Las personas que acompaño me eligen porque ofrezco un espacio terapéutico cercano, humano y seguro, donde pueden sentirse escuchados y comprendidos sin juicio. Mi objetivo no es solo aliviar síntomas, sino ayudar a cada persona a entender el origen emocional de lo que le ocurre para generar cambios reales y duraderos.
Trabajo desde un enfoque integrador que combina herramientas como EMDR, psicodrama y terapia emocional profunda, adaptando cada proceso a las necesidades individuales de cada persona. Acompaño dificultades relacionadas con la ansiedad, autoestima, relaciones, dependencia emocional, trauma, bloqueos personales y procesos de crecimiento emocional.
Además, una de mis especialidades es el acompañamiento a músicos y artistas, comprendiendo de cerca las exigencias emocionales, el perfeccionismo, la presión y la ansiedad que muchas veces acompañan al mundo creativo.

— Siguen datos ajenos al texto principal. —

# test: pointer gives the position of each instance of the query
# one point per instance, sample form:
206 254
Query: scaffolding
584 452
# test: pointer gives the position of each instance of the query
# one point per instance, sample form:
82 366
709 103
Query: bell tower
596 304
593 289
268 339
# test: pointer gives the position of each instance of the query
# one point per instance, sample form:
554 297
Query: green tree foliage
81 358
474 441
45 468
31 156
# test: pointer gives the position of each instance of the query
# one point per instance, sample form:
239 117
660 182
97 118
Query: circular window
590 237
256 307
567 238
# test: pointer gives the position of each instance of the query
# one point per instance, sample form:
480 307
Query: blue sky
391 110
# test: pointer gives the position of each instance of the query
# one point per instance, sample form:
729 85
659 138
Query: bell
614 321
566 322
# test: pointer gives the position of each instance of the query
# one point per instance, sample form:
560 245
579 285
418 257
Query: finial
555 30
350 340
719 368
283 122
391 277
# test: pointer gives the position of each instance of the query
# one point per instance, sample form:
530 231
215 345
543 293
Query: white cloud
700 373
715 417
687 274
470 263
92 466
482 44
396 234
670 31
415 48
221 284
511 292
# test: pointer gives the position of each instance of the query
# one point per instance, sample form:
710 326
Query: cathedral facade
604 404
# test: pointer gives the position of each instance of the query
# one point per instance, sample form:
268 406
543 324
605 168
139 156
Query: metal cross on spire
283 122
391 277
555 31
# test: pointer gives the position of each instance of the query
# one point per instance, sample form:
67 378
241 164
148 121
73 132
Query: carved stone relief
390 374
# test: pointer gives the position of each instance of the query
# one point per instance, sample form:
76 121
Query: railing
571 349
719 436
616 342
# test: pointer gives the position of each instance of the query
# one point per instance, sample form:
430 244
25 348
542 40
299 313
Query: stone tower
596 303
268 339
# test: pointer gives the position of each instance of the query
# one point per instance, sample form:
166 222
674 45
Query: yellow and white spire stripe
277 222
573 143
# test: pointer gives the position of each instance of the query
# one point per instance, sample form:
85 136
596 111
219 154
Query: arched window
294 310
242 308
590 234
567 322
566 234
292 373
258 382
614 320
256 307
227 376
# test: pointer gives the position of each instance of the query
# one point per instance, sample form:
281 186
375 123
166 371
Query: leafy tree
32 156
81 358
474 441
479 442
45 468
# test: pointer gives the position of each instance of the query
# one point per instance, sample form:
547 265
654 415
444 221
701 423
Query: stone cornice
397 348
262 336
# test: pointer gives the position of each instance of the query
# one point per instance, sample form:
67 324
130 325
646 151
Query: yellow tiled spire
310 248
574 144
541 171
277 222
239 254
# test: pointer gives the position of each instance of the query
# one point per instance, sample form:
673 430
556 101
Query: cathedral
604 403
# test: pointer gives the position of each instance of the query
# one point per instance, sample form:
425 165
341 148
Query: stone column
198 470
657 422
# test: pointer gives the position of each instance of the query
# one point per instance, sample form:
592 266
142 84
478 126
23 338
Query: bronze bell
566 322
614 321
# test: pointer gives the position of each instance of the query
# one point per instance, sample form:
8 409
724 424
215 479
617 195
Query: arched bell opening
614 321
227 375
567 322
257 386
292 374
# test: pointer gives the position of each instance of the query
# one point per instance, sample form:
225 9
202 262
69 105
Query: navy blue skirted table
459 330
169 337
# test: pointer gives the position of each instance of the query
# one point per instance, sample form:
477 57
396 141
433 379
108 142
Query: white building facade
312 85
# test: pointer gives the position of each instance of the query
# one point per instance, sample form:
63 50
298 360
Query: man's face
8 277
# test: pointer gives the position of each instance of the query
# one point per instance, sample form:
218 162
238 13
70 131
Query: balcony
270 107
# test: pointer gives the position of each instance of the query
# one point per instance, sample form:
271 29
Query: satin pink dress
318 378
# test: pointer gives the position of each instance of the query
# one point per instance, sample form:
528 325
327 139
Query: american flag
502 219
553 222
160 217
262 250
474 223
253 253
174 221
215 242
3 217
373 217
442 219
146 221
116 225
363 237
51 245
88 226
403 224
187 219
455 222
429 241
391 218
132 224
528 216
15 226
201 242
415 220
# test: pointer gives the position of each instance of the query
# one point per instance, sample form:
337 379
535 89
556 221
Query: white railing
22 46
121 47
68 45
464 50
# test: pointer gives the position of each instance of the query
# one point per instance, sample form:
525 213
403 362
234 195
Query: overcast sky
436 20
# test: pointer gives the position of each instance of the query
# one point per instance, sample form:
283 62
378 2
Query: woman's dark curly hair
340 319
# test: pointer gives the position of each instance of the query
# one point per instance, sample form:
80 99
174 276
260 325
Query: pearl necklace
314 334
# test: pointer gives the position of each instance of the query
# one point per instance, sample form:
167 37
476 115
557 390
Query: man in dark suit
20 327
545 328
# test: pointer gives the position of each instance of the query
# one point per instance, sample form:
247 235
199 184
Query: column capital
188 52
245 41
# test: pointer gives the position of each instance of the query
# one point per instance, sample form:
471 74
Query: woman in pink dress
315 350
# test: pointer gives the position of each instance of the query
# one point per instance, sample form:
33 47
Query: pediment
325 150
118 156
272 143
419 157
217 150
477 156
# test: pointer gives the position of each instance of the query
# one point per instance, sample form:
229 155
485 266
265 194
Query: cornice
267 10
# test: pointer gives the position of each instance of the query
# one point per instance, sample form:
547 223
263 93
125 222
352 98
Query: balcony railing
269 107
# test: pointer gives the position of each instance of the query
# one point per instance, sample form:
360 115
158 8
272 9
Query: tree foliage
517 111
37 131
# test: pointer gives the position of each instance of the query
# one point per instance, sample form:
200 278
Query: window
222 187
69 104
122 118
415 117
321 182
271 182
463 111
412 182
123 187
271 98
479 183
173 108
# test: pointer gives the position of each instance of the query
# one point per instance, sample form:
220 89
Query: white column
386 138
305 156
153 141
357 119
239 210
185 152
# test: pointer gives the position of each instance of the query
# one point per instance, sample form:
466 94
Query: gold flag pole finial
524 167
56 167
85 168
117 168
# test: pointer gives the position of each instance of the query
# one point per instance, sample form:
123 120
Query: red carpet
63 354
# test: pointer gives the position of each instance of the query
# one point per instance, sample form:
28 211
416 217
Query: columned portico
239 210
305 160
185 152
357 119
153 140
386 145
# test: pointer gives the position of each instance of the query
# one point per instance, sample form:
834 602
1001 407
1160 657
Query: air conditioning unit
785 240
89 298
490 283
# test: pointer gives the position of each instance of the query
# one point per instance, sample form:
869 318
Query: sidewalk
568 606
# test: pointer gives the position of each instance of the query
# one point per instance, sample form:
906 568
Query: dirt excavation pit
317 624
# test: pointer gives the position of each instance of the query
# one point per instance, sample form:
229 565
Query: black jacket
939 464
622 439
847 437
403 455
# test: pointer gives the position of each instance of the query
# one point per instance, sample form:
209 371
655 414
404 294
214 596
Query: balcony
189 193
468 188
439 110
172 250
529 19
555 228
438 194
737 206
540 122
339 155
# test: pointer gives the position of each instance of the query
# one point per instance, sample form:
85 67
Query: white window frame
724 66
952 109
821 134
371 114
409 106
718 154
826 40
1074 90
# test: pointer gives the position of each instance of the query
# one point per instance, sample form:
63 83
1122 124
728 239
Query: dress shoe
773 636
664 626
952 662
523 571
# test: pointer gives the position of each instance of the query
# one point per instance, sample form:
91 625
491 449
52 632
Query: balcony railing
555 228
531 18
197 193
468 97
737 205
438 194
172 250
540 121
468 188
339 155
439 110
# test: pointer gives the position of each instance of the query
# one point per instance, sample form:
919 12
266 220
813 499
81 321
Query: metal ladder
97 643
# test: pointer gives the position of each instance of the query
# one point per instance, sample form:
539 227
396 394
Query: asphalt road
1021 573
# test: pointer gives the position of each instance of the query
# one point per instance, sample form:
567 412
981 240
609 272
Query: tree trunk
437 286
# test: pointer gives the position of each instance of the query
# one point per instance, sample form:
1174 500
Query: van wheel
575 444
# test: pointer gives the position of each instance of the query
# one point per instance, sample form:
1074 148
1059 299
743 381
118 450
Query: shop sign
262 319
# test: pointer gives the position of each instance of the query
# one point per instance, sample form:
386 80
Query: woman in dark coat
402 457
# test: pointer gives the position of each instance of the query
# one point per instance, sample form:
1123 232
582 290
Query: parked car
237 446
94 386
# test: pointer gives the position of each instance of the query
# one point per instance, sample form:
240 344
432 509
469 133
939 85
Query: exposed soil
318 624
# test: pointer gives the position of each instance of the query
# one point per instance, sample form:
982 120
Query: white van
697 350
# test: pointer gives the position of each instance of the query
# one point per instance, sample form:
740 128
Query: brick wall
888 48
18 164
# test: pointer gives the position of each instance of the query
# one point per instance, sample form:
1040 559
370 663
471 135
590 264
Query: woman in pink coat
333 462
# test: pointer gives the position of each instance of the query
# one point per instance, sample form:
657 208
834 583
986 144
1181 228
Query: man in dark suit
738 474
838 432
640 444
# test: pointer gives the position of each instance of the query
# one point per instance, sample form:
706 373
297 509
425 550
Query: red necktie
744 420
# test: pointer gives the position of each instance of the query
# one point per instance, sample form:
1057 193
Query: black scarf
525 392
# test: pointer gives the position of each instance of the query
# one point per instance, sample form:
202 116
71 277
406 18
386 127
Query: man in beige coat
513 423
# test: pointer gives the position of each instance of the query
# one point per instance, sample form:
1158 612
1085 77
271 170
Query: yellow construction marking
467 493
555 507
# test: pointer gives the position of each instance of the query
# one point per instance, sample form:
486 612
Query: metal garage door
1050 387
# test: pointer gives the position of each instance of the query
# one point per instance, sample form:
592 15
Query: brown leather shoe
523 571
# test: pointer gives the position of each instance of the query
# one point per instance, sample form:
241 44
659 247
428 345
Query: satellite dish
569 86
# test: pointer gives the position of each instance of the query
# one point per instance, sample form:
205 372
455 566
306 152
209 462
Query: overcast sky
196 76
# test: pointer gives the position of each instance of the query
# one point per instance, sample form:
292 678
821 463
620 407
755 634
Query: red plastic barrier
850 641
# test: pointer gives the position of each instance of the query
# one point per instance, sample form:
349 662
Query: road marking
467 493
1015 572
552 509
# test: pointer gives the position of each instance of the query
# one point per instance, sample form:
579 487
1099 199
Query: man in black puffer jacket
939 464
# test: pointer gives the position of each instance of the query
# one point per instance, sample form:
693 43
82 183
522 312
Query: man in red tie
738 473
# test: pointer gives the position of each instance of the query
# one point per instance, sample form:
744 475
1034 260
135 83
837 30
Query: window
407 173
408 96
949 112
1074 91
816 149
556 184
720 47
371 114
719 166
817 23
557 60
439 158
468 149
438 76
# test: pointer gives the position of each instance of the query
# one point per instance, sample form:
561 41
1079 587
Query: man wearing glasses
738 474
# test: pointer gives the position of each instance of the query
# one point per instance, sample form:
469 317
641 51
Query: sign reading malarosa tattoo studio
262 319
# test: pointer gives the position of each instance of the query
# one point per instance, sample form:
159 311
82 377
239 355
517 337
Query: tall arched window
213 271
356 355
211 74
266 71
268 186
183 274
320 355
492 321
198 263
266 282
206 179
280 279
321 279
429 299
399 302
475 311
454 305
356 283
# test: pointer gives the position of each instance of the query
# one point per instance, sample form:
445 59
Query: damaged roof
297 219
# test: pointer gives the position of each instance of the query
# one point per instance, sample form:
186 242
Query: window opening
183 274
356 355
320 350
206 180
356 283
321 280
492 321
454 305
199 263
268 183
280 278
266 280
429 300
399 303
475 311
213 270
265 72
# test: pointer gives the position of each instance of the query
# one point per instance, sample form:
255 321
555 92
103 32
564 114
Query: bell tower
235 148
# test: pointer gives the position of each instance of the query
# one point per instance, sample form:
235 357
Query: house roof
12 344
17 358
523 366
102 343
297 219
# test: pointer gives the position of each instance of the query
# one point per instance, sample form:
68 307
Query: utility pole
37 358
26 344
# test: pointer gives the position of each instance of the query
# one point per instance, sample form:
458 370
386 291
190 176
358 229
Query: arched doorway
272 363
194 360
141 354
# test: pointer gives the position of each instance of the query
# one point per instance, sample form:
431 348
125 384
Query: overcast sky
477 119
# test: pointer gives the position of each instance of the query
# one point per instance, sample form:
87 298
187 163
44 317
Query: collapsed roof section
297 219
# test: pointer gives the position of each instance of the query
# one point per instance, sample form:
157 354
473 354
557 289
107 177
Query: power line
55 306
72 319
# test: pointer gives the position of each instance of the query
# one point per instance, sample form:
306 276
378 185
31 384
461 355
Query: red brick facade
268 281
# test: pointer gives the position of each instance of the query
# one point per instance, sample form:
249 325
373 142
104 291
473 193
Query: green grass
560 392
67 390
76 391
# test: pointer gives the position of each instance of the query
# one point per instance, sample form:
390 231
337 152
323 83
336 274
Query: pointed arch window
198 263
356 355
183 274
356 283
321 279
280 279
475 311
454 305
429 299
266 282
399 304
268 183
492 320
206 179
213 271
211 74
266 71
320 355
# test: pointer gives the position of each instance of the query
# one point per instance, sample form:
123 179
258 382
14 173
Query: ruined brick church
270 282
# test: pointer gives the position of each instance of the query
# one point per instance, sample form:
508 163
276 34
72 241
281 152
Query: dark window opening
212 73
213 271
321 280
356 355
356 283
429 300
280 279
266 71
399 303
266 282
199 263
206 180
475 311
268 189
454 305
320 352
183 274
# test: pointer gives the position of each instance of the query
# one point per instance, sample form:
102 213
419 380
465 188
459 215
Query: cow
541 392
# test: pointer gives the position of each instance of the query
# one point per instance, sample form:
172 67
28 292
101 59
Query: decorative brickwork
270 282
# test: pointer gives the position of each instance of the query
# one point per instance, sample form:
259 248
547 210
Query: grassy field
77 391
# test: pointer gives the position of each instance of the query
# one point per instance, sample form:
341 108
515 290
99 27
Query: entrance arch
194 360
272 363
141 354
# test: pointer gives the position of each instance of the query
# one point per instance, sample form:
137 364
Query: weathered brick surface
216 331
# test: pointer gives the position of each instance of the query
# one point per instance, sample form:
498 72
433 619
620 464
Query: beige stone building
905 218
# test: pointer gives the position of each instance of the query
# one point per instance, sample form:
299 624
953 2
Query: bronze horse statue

Creo profundamente en la importancia de crear un vínculo terapéutico basado en la confianza, la empatía y el respeto. Para mí, pedir ayuda no significa debilidad, sino un acto de valentía y cuidado personal.
Mi compromiso es acompañar a cada persona desde la cercanía y la profesionalidad para que pueda comprenderse mejor, sanar heridas emocionales y construir una vida más equilibrada y consciente.